City Councilman David Oh thinks so.

Shutterstock.com

Shutterstock.com

After this year’s brutal winter, Philadelphia officials say they’re on pace to patch up a record number of potholes. In Pennsylvania, one state lawmaker says the pothole situation is so “out of control” that drivers should be able to sue the state for property damage caused by the craters.

But Philadelphia City Councilman David Oh says there’s another way: He wants city government to use infrared technology to seal potholes.

“We’re aware of the technology, but we’re not using it,” he says. “So we’re dealing with higher costs, less efficiency, more inconvenience, and more costs total when you consider flat tires.”

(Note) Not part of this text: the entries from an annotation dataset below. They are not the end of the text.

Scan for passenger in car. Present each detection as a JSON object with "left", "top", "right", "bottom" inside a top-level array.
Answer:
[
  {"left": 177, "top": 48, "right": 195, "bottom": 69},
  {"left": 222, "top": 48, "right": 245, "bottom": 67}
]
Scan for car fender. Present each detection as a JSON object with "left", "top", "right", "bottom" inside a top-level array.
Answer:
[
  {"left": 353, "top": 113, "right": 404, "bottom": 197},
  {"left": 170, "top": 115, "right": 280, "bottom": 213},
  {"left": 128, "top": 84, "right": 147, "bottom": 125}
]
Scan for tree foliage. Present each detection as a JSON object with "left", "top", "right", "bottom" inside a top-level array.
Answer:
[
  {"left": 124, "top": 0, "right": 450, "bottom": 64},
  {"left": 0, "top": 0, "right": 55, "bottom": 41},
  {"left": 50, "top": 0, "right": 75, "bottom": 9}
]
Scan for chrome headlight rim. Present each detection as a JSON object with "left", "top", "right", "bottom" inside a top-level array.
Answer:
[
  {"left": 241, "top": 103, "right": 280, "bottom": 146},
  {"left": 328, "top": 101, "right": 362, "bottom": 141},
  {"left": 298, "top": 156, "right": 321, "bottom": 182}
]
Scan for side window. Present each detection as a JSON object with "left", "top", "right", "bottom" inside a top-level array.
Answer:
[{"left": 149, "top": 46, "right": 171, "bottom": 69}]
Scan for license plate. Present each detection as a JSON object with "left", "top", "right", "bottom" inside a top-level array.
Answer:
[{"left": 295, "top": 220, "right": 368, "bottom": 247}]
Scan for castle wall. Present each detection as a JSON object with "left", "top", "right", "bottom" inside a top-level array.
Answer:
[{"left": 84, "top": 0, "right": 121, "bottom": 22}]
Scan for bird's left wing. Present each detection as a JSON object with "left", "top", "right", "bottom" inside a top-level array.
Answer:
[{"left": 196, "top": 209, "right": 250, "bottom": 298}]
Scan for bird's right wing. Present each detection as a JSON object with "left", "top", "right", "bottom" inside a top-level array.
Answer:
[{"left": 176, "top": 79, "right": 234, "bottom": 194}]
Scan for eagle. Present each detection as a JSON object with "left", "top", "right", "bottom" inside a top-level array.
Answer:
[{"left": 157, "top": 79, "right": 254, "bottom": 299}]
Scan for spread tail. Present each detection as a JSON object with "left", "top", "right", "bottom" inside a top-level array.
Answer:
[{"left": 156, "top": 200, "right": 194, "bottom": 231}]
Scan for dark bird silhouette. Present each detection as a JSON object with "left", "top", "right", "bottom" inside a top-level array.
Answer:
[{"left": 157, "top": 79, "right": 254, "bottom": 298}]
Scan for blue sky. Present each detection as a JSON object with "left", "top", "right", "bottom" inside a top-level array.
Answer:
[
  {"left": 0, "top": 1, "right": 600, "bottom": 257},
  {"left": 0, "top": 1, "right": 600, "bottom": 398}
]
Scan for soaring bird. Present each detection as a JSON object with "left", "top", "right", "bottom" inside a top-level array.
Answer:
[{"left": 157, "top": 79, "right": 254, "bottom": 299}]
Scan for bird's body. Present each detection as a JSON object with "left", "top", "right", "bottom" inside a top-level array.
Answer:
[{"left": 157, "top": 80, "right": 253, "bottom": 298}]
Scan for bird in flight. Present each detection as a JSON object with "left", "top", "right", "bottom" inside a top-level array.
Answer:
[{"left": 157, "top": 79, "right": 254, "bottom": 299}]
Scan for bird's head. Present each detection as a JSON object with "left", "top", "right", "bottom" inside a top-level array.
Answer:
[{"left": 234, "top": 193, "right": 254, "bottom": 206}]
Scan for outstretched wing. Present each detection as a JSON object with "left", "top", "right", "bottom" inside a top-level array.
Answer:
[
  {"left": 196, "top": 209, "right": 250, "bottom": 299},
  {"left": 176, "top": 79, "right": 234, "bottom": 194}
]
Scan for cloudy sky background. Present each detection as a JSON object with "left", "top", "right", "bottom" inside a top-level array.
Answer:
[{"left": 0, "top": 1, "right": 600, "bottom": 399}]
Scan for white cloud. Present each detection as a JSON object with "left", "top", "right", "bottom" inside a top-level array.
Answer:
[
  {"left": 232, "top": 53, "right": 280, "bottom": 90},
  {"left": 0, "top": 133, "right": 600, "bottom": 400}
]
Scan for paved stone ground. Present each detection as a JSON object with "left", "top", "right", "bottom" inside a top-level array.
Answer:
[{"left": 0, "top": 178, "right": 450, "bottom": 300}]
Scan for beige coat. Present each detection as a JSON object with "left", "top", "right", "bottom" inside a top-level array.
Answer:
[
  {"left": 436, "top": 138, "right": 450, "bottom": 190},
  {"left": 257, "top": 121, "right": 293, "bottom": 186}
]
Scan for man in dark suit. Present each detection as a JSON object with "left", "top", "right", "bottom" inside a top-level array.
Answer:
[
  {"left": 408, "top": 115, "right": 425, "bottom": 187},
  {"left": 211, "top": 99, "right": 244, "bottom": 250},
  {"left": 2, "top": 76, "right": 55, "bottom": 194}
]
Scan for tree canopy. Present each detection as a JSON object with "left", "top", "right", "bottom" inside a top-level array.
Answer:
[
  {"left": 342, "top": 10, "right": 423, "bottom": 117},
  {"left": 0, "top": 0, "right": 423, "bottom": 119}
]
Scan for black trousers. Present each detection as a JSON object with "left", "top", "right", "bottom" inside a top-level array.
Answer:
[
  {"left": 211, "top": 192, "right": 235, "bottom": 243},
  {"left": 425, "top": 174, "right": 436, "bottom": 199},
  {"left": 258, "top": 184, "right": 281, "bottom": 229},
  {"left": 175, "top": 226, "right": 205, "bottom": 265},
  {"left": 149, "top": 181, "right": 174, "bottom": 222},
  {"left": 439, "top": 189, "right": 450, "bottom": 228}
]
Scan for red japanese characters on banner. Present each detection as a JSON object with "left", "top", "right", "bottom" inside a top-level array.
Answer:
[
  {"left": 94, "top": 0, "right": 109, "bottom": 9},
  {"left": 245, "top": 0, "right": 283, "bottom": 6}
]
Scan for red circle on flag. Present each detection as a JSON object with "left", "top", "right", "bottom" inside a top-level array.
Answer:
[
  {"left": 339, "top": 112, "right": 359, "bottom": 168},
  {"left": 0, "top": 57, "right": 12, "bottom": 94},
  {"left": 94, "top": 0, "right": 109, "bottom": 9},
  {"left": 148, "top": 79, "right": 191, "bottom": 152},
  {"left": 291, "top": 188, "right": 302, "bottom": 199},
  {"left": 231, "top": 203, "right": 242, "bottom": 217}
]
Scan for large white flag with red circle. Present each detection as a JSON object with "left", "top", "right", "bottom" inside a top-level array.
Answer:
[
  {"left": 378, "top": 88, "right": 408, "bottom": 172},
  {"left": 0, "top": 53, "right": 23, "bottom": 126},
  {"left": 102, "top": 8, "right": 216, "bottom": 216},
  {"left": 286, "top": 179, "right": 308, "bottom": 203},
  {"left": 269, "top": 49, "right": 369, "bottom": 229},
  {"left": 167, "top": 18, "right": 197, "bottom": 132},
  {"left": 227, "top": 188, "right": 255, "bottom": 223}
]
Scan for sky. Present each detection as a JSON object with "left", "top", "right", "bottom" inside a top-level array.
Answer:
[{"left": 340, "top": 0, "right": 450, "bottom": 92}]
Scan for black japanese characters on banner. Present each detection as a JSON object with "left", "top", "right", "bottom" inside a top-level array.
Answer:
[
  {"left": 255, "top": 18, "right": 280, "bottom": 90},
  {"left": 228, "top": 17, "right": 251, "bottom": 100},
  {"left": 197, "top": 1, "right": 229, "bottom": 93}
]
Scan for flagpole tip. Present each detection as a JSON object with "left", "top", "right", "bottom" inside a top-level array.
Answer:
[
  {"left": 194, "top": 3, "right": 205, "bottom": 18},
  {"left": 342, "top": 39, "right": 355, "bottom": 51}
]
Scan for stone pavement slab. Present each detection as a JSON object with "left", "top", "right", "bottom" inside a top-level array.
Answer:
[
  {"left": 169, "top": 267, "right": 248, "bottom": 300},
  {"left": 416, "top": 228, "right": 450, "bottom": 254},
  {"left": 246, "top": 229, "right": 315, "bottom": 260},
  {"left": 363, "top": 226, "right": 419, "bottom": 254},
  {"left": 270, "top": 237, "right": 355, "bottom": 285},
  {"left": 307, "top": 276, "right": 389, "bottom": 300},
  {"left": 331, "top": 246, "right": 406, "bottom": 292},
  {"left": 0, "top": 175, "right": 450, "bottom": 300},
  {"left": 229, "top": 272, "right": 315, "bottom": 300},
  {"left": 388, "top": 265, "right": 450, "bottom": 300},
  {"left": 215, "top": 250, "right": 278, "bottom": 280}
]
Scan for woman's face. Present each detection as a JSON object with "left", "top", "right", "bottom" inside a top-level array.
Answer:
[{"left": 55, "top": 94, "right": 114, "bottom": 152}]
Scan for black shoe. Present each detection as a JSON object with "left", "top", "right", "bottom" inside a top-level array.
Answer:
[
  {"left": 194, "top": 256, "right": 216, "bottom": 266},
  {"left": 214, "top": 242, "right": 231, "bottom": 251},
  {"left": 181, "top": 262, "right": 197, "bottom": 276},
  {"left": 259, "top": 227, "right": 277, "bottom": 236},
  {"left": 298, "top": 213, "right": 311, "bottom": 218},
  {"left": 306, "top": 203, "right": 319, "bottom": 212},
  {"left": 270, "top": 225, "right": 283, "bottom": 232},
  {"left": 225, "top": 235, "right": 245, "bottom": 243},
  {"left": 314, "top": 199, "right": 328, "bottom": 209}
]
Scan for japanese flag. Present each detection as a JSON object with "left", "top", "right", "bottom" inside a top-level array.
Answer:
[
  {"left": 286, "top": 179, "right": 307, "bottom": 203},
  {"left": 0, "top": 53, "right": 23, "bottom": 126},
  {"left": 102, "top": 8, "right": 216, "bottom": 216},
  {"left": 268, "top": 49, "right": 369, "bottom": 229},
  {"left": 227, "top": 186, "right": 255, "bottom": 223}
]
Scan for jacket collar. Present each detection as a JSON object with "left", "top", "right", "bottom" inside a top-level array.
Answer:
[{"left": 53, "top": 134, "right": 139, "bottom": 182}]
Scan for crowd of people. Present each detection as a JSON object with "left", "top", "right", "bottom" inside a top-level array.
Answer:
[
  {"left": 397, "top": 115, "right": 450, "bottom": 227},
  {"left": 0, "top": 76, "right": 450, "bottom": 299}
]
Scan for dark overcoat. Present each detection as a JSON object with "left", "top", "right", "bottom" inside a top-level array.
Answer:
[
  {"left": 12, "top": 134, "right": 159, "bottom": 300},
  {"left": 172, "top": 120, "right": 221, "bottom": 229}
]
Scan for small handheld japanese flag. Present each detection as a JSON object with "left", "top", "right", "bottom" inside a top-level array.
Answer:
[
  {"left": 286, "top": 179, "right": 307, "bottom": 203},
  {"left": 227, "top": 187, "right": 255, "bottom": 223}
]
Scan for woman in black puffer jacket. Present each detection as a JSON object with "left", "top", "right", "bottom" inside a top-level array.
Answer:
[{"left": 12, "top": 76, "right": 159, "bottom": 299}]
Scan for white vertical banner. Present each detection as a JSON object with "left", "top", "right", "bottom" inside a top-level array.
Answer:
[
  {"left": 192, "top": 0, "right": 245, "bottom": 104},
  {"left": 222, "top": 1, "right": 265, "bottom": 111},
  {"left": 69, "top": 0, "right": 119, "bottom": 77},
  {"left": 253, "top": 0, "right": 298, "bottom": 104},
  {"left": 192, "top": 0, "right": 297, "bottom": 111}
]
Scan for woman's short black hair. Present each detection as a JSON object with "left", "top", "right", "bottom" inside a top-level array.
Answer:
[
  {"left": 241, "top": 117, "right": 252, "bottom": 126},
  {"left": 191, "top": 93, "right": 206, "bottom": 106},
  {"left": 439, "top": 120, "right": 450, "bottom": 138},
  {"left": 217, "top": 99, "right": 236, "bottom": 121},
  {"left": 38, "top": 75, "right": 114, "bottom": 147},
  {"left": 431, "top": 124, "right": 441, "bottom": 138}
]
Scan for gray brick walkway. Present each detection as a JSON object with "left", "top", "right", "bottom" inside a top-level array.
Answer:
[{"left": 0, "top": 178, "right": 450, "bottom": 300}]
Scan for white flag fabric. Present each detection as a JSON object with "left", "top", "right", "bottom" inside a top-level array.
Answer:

Parts of New Jersey, London and Asia have reportedly adopted the technology. Oh explains how it works: “You heat up the entire area so that the asphalt around the pothole melts to a degree, you put in the hot asphalt, and it bonds with the surface to become a permanent seal.”

One Jersey business that relies on the tech boasted to a CBS affiliate, “In the 13 years that we’re fixing potholes, we never get called back for one of our repairs.”

Mayor Michael Nutter’s administration says it already uses a piece of equipment known as the “pothole killer” that works faster than infrared technology, according to KYW. Oh says city officials are still open to his idea, though, and that he will continue to press his case.

“Particularly as we get more bicycle riders and scooter riders in Philadelphia, the potholes become a greater danger,” says Oh.